2010年8月30日月曜日

リーダーになる人に知っておいてほしいこと II

今日は松下幸之助述、松下政経塾編、リーダーになる人に知っておいてほしいことⅡ、PHPを紹介します。

http://www.php.co.jp/bookstore/detail.php?isbn=978-4-569-77711-5

松下幸之助氏を知らない方はいないと思いますが、パナソニック、松下政経塾、PHPの生みの親です。

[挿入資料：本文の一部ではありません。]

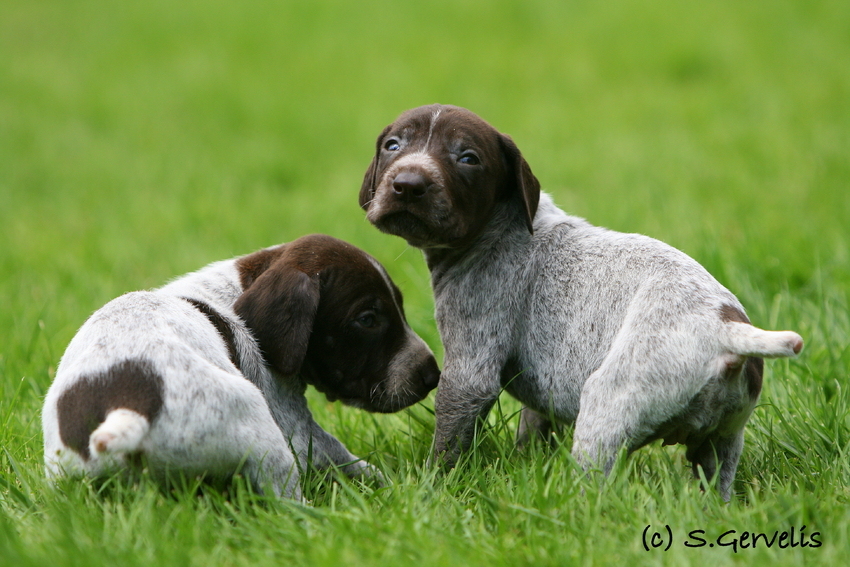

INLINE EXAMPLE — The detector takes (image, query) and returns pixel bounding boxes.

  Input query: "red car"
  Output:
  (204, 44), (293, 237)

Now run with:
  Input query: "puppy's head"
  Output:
(234, 235), (440, 412)
(360, 104), (540, 248)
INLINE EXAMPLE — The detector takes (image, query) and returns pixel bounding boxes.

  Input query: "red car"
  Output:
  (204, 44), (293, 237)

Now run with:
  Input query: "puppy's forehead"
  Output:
(390, 104), (499, 146)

今の政治家には松下政経塾出身の方も少なくありませんし、現在ももちろん塾生がいます。

松下政経塾HP
http://www.mskj.or.jp/

この書籍は松下幸之助氏が自ら創設した松下政経塾において、若き塾生たちに直接語りかけた記録の中から、いまリーダーの任にある人そしてこれからリーダーになる人に資するところがあると思われる内容を厳選、要点整理をしたものです。実体験に基づいた経験から学んだ教訓、本質が紹介されています。

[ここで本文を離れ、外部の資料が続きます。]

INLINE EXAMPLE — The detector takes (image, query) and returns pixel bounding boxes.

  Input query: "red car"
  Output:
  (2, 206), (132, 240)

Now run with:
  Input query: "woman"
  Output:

実際、第1章の最初に「どんなに面白い仕事をしても、それをすべて無意味なものとして捨て去ってしまう人がいる。一方、どんなにつまらない仕事でも、一所懸命に力の限り取り組んでその体験を生かす人がいる。その両者のあいだには、たいへんんあ違いがある。」とあります。特に医療人は他では得難い貴重な仕事や経験をたくさんしていますが、それを捨て去るか体験を生かすかで、成長を続けるか衰退するかが決まります。

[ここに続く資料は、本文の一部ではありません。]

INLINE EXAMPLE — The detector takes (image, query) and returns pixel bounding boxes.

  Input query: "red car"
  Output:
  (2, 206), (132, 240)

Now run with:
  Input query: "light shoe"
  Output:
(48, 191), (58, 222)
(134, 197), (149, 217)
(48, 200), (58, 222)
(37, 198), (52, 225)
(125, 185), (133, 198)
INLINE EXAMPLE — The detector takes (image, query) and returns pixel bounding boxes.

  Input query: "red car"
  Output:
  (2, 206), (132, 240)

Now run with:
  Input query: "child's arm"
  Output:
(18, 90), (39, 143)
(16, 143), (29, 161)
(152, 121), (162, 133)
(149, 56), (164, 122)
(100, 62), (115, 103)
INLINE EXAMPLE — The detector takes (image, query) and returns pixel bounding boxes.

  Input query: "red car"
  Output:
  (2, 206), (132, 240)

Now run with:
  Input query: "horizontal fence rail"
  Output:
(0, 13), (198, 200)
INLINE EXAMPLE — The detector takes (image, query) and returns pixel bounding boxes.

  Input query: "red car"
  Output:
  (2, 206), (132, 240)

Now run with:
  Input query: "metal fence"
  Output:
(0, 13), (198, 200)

個人的には第3章の最初の「苦労に苦労を重ねることによって磨かれ完成した人格は、その人の仕事にこもる。」という言葉が、特に心に響きました。「今日、成功を見るに至った企業には、坦々とした果てしない道のりがあり、人知れない、それこそ言うに言えない苦労がいっぱいあったと思う。」とあります。

本人がそれを苦労ととらえているかどうかは別として、沢山の努力、失敗、体験が見えないところにあり、その上に成功があることは、企業に限らず他の組織でも個人でも同様でしょう。成功を氷山の一角ととらえるか、氷山のすべてととらえるかで、成功するか、人格が磨かれるかが決まるような気がします。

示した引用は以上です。